The year 2023 will be the year that we’ll remember as the mainstream beginning of the AI age, catapulted by the technology that everyone’s talking about: ChatGPT.

Generative AI language models like ChatGPT have captured our imagination because for the first time, we are able to see AI holding a conversation with us like an actual person, and generating essays, poetry and other new content that we consider creative. Generative AI solutions seem full of groundbreaking potential for faster and better innovation, productivity and time-to-value. Yet, their limitations are not yet widely understood, nor are their data privacy and data management best practices.

Recently, many in the tech and security community have sent out warning bells due to lack of understanding and sufficient regulatory guardrails around the use of AI technology. We are already seeing concerns around reliability of outputs from the AI tools, IP and sensitive data leaks and privacy and security violations.

Samsung’s incident with ChatGPT made headlines after the tech giant unwittingly leaked its own secrets into the AI service. Samsung is not alone: A study by Cyberhaven found that 4% of employees have put sensitive corporate data into the large language model. Many are unaware that when they train a model with their corporate data, the AI company may be able to reuse that data elsewhere.

And as if we didn’t need more fodder for cyber criminals, there’s this revelation from Recorded Future, a cybersecurity intelligence firm: “Within days of the ChatGPT launch, we identified many threat actors on dark web and special-access forums sharing buggy but functional malware, social engineering tutorials, money-making schemes, and more — all enabled by the use of ChatGPT.”

(CKA/Shutterstock)

On the privacy front, when an individual signs up with a tool like ChatGPT, it can access the IP address, browser settings and browsing activity—just like today’s search engines. But the risk is higher, because “without an individual’s consent, it could disclose political beliefs or sexual orientation and could mean embarrassing or even career-ruining information is released,” according to Jose Blaya, the Director of Engineering at Private Internet Access.

Clearly, we need better regulations and standards for implementing these new AI technologies. But there is a missing discussion on the important role of data governance and data management – since this can play a pivotal role in enterprise adoption and safe usage of AI.

 It’s All About the Data

Here are three areas we should focus on:

  1. Data governance and transparency with training data: A core issue revolves around the proprietary pretrained AI models, or large language model (LLM). Machine learning programs using LLMs incorporate massive data sets from many sources.
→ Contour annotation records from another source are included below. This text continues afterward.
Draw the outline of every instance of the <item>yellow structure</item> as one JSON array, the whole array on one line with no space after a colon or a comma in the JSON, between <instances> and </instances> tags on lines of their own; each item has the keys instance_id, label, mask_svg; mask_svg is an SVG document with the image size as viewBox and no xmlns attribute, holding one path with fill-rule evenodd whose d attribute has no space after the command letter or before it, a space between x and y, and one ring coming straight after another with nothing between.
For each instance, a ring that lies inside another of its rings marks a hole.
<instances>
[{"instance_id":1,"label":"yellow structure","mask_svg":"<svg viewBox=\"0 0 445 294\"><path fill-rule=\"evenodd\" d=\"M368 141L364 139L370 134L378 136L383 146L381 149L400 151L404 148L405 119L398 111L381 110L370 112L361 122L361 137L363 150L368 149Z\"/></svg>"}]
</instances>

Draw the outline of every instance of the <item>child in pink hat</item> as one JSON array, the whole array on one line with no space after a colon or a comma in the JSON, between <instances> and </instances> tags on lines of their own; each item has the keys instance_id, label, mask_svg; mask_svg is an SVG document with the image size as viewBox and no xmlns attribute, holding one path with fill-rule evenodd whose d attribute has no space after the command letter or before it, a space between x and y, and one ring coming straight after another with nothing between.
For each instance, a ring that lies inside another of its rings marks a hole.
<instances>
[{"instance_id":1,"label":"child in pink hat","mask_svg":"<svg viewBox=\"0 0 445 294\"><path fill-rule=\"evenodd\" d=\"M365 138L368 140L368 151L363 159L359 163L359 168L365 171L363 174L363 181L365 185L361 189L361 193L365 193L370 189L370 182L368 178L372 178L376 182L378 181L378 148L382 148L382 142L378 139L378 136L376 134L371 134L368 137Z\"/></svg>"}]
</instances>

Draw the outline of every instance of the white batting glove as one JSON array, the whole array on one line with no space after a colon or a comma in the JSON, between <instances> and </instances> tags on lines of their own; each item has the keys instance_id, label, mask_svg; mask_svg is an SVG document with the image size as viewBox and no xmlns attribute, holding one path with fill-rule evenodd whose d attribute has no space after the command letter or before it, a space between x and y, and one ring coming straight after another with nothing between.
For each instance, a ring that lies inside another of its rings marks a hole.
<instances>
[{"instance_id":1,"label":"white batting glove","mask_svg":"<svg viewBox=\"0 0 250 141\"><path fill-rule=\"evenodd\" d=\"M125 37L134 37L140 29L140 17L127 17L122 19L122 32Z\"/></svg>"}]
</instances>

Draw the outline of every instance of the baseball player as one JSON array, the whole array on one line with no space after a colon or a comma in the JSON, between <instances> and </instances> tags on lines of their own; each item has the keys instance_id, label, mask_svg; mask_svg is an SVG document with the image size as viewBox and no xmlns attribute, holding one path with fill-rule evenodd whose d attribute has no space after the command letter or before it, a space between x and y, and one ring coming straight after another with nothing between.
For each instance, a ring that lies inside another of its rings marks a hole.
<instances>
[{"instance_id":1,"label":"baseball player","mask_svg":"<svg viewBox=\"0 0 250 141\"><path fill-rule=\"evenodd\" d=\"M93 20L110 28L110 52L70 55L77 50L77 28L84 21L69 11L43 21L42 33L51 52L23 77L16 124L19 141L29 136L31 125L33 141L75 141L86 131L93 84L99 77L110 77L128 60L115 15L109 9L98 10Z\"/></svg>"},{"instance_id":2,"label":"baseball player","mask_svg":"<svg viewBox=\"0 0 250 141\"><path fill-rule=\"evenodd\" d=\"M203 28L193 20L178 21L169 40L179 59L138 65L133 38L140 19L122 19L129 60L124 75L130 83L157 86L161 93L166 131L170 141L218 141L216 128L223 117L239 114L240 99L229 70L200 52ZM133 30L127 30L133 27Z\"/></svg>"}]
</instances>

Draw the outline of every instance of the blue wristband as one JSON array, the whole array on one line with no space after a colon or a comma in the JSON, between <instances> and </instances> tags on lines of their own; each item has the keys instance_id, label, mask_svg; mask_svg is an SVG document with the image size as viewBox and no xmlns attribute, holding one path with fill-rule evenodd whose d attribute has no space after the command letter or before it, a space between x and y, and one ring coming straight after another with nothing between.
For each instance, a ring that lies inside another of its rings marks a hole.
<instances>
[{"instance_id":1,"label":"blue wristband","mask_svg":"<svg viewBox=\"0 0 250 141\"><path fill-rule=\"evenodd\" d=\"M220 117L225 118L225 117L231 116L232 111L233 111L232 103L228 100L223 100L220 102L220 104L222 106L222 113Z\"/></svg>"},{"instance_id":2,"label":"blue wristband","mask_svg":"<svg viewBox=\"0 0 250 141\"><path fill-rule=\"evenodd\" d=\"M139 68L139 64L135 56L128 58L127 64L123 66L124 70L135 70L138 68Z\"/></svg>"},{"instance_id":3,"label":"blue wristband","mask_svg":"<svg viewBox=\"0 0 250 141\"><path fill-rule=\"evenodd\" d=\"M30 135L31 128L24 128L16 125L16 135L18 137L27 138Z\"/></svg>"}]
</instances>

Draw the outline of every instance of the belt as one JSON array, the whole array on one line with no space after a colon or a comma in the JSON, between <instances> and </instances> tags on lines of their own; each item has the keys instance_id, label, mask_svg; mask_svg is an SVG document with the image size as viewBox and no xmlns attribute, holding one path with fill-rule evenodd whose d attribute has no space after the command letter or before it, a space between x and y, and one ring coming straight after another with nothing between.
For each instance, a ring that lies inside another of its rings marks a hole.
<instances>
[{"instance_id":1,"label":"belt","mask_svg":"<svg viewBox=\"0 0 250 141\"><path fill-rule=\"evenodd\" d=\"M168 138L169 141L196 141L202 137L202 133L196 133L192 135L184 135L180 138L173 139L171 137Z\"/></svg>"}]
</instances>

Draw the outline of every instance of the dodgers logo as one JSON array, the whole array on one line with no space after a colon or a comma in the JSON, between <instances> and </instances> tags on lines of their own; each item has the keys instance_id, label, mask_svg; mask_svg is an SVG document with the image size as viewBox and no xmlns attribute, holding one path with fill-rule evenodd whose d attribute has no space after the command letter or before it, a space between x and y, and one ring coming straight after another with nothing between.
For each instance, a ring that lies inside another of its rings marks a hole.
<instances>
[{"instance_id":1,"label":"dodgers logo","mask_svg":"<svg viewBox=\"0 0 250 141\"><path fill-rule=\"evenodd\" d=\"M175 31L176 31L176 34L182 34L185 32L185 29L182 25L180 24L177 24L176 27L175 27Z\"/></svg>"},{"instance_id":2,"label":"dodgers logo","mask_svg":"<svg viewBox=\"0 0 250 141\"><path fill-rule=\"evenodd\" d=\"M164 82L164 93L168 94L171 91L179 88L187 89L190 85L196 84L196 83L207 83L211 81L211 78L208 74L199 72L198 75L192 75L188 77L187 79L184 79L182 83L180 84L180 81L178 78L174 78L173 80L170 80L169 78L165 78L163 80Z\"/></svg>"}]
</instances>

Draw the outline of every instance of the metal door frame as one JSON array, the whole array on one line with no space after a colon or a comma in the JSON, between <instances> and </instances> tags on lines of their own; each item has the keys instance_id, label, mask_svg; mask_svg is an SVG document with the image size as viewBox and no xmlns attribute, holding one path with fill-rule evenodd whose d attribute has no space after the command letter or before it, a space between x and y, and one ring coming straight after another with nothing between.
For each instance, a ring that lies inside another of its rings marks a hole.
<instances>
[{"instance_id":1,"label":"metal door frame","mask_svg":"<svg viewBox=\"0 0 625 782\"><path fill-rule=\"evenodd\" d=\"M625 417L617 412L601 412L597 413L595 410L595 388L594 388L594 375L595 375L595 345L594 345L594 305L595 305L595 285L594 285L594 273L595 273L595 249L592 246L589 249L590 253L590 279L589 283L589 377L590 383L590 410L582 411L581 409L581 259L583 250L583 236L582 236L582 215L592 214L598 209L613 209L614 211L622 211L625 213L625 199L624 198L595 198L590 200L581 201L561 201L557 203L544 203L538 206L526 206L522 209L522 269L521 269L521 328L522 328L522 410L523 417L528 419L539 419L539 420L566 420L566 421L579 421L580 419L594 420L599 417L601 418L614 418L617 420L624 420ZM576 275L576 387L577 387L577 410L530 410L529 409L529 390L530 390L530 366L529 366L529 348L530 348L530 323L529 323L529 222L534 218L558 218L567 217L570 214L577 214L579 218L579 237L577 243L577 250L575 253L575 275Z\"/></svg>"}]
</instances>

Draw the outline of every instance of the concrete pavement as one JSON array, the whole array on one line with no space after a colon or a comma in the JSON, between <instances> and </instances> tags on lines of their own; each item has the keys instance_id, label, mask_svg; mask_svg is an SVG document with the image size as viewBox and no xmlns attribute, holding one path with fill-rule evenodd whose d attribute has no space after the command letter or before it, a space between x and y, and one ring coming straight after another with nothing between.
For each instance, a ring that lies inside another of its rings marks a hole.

The trouble is, LLM is a black box that provides little if any transparency on the source data. We don’t know if the sources are credible, non-biased, accurate or illegal by containing PII or fraudulent data. Open AI, for one, doesn’t share its source data. The Washington Post analyzed Google’s C4 data set, spanning 15 million websites, and discovered dozens of unsavory websites sporting inflammatory and PII data among other questionable content. We need data governance that requires transparency in the data sources that are used and the validity/credibility of the knowledge from those sources. For instance, your AI bot might be training on data from unverified sources or fake news sites, biasing its knowledge that is now part of a new policy or R&D plan at your company.

    (dencg/Shutterstock)

  2. Data segregation and data domains: Currently, different AI vendors have different policies on how they handle the privacy of data you provide. Unwittingly, your employees may be feeding data in their prompts to an LLM, not knowing that the model may incorporate your data into its knowledge base. Companies may unwittingly expose trade secrets, software code and personal data to the world.  Some AI solutions provide workarounds such as APIs that protect data privacy by keeping your data out of the pre-trained model, but this limits their value since the ideal use case is to augment a pre-trained model with your situation-specific data while keeping your data private.  One solution is to make pre-trained AI tools understand the concept of “domains” of data.  The “general” domain of training data is used for pre-training, and it is shared across entities, while “proprietary data”-based training model augmentation is securely confined to the boundaries of your organization. Data management can ensure these boundaries are created and preserved.
  3. The derivate works of AI: A third area of data management relates to the data generated by the AI process and its ultimate owner. Let’s say I use an AI bot to solve a coding issue. If something was not done correctly resulting in bugs or errors, normally I would know who did what to investigate and fix. But with AI, my organization is liable for any errors or bad outcomes that result from the task I ask the AI to perform–even though we don’t have transparency into the process or source data. You can’t blame the machine: somewhere along the lines a human caused the error or bad outcome. What about IP? Do you own the IP of a work created with a generative AI tool? How would you defend that in court? Claims are already being litigated in the art world, according to Harvard Business Review.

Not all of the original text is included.